Cromar os Dias
"Um rosto de mulher
é o meio que o coração encontra
para manter a sua sede"
(Egito Gonçalves)
Nas horas mansas da lucidez, pressinto o que não volta, irei ver a giestas insubordinadas à luz. Numa tarde casual, próxima dos reflexos da noite, escreverei as árvores de um dia que foi possível com os fundamentos sem hífenes, as mãos translúcidas que adormecem no corpo deitado como um vitral.
Deixo a ameaça das palavras num vácuo, disseste o vácuo, um caminho de saibro atravessa a planície da percepção, foram sentidas na longitude aérea as imagens sucessivas de um tempo imenso.

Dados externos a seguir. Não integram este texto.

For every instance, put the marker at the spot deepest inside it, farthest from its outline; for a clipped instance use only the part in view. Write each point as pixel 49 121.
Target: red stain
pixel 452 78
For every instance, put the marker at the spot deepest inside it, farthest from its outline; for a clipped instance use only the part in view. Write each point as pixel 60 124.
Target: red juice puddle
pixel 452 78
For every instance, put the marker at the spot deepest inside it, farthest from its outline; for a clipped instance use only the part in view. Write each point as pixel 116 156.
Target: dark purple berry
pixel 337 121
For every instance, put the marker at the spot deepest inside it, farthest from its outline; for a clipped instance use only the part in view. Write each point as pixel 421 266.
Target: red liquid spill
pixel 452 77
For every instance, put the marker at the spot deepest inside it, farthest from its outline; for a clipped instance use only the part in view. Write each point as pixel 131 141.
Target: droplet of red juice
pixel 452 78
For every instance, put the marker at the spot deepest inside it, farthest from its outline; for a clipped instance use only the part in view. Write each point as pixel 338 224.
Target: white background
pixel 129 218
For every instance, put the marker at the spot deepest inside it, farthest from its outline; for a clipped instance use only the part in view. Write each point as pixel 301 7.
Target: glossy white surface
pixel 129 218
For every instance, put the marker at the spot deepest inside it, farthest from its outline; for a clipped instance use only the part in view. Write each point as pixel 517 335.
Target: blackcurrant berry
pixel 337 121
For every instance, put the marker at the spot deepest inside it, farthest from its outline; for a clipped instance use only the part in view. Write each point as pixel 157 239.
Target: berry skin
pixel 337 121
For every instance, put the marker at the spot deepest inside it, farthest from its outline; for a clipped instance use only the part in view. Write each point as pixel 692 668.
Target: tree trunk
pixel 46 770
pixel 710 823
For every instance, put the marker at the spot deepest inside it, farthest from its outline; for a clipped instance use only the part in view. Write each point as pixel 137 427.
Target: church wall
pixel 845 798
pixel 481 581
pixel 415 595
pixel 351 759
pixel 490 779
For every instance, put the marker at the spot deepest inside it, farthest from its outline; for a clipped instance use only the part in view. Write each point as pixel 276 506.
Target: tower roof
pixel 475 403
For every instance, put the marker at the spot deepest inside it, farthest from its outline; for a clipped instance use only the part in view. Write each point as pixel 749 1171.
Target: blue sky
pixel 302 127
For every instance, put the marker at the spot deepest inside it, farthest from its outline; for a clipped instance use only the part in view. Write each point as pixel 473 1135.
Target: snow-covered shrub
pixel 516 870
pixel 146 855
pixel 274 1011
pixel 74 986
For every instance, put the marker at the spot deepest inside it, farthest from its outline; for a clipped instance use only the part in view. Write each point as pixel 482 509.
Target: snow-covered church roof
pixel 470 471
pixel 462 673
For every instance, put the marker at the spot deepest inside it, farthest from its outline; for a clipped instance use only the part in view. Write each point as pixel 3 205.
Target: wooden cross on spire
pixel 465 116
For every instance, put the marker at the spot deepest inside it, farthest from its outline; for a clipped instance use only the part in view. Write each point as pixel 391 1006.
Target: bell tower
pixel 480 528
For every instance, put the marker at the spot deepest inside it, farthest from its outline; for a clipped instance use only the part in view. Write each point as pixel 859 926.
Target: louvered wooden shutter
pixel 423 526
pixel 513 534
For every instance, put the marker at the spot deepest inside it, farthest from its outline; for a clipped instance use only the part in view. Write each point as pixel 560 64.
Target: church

Desenhar a forma de aceder a outra transparência, a outra avenida casual, um vidro ígneo que
acenda o lume incontrolável dos instantes. Só o instante importa, não temos muito mais para fruir nos braços futuros que não arrefecem. Entre sinais, bebo as fontes até ao fundo, com as vírgulas da linguagem expostas numa tela útil.
Cromar os dias verdadeiros noutro lugar ansioso, inventasse praias em desequilíbrio onde alguém estará com os olhos descidos sobre o mar. Ouso sentir a oscilação dos lábios, o rosto destacado pela insubordinada luz, a água que corre dedilhando o desejo.
O desejo que corre dedilhando a água.